Fast jeder Verpackungsvertrag enthält eine Preisanpassungsklausel — und dort, nicht im Verhandlungsmoment, entscheidet sich über Jahre, wie fair Sie einkaufen. Weil die Materie schnell komplex wird, sind diese Klauseln meist viel zu einfach formuliert. Das nutzen Lieferanten aus: Erhöhungen kommen voll, Senkungen kaum. Wie eine faire Preisindexierung wirklich funktioniert.

Sascha Möller·Stand: Juni 2026

Das Problem beginnt nach der Unterschrift

Über den Einkaufspreis wird hart verhandelt — einmal, beim Vertragsabschluss. Danach übernimmt eine Preisanpassungsklausel: Sie regelt, wie sich der Preis über die Laufzeit mit dem Markt verändert. Fast jeder Vertrag hat eine. Und genau hier, im laufenden Vertrag, wird über die Jahre viel mehr Geld bewegt als in der ursprünglichen Verhandlung — nur schaut kaum jemand hin.

Dass das Thema gerade brennt, zeigt ein Blick in die Fachpresse: Anfang 2026 zogen die Kraftliner-Notierungen deutlich an, im März meldete die Logistik Diesel-Aufschläge von rund 28 % — „Branchen am Limit" lautete die Schlagzeile. Bewegt sich der Markt so stark, greift die Klausel ständig. Und jede Anpassung, die nicht fair läuft, kostet.

Warum die Klausel fast immer zu einfach ist

Die Materie ist überwältigend: Rohstoffsorten, Energie, Logistik, dutzende Indizes, Stichmonate, Schwellenwerte — ein Parameter-Overload. Die naheliegende Reaktion im Vertrag ist, das radikal zu vereinfachen: ein einziger Index, eine vage Formel, im Zweifel ein Satz wie „bei gestiegenen Rohstoffkosten".

Diese Einfachheit fühlt sich pragmatisch an — ist aber der eigentliche Konstruktionsfehler. Eine Klausel, die die echte Kostenstruktur nicht abbildet, lässt sich in jede Richtung auslegen. Und ausgelegt wird sie von dem, der den Markt besser kennt.

Die Informationsasymmetrie — und wie sie wirkt

Ihr Lieferant verkauft Vollzeit Wellpappe, Folien und Etiketten und kennt die Rohstoff- und Energiezyklen tagesgenau. Im Mittelstand verantwortet der Einkauf Verpackung als eine von vielen Warengruppen. Dieses Gefälle entscheidet, wie eine einfache Klausel in der Praxis wirkt:

  • Erhöhungen kommen prompt und in voller Höhe — gut begründet mit der aktuellen Marktlage.
  • Senkungen kommen spät, abgeschwächt oder gar nicht — der fallende Index wird selten von selbst weitergegeben.
  • Prüfbarkeit fehlt: Sie haben kaum die Daten, um zu beurteilen, ob eine Erhöhung überhaupt gerechtfertigt ist — und in welcher Höhe.
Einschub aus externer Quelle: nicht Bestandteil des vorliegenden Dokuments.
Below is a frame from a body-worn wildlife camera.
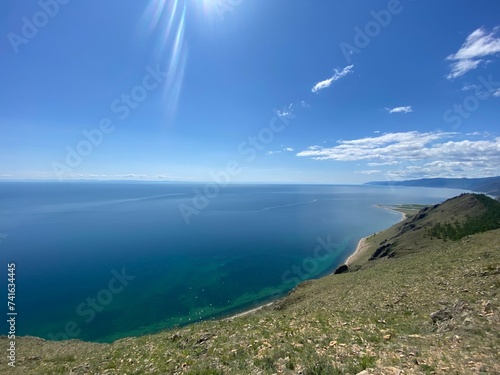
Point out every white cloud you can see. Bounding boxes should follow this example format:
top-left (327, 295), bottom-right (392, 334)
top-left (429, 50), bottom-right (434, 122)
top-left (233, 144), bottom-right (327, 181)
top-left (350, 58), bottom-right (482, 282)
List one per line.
top-left (446, 27), bottom-right (500, 79)
top-left (276, 103), bottom-right (293, 117)
top-left (297, 131), bottom-right (500, 178)
top-left (311, 65), bottom-right (354, 92)
top-left (266, 145), bottom-right (293, 155)
top-left (385, 105), bottom-right (413, 113)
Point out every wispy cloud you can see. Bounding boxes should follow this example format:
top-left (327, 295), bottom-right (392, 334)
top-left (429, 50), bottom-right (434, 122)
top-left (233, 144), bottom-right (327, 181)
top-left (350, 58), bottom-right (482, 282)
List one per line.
top-left (385, 105), bottom-right (413, 113)
top-left (276, 103), bottom-right (293, 117)
top-left (266, 145), bottom-right (293, 155)
top-left (297, 131), bottom-right (500, 178)
top-left (311, 65), bottom-right (354, 92)
top-left (446, 27), bottom-right (500, 79)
Über die Laufzeit entsteht so ein systematischer Drift zu Ihren Lasten — nicht, weil jemand betrügt, sondern weil die Klausel es zulässt und nur eine Seite die Informationen hat.

Was eine schlechte Anpassung kostet

Wie groß der Effekt ist, zeigt die Praxis. Aus rund fünf Jahren Projekten lässt sich ein belastbarer Wert nennen: Pro Anpassung beträgt das Delta zwischen einer üblichen und einer sauber gemachten Indexierung im Schnitt etwa 2,5 % — zu Ihren Lasten. Das klingt klein, ist es aber nicht.

Rechenbeispiel

1 Mio. €
Einkaufsvolumen Wellpappe / Jahr
2,5 %
Delta je Anpassung, zu Ihren Lasten
25.000 €
pro Anpassung — „ein Kleinwagen"

Das Tückische ist der negative Zinseszinseffekt: Jede Anpassung baut auf der vorherigen auf. Aus 2,5 % je Runde wird über zwei Jahre schnell ein hoher zweistelliger Betrag — und plötzlich steht der ganze Vertrag wieder zur Disposition.

Wie Preisindexierung richtig funktioniert

Egal, wie Sie es technisch umsetzen — eine faire Anpassung steht und fällt mit vier Prinzipien (so das Fazit aus dem Webinar):

Artikelgenaue Kostenstruktur die Kostenbestandteile je Artikel auf höchster Ebene abgebildet — die Grundlage für eine faire, nachvollziehbare und automatisierbare Anpassung.
Alle Kostenbestandteile nicht nur Material — auch Energie, Logistik & Co. Nur so lässt sich in Phasen wie jetzt sauber, schnell und in beide Richtungen anpassen.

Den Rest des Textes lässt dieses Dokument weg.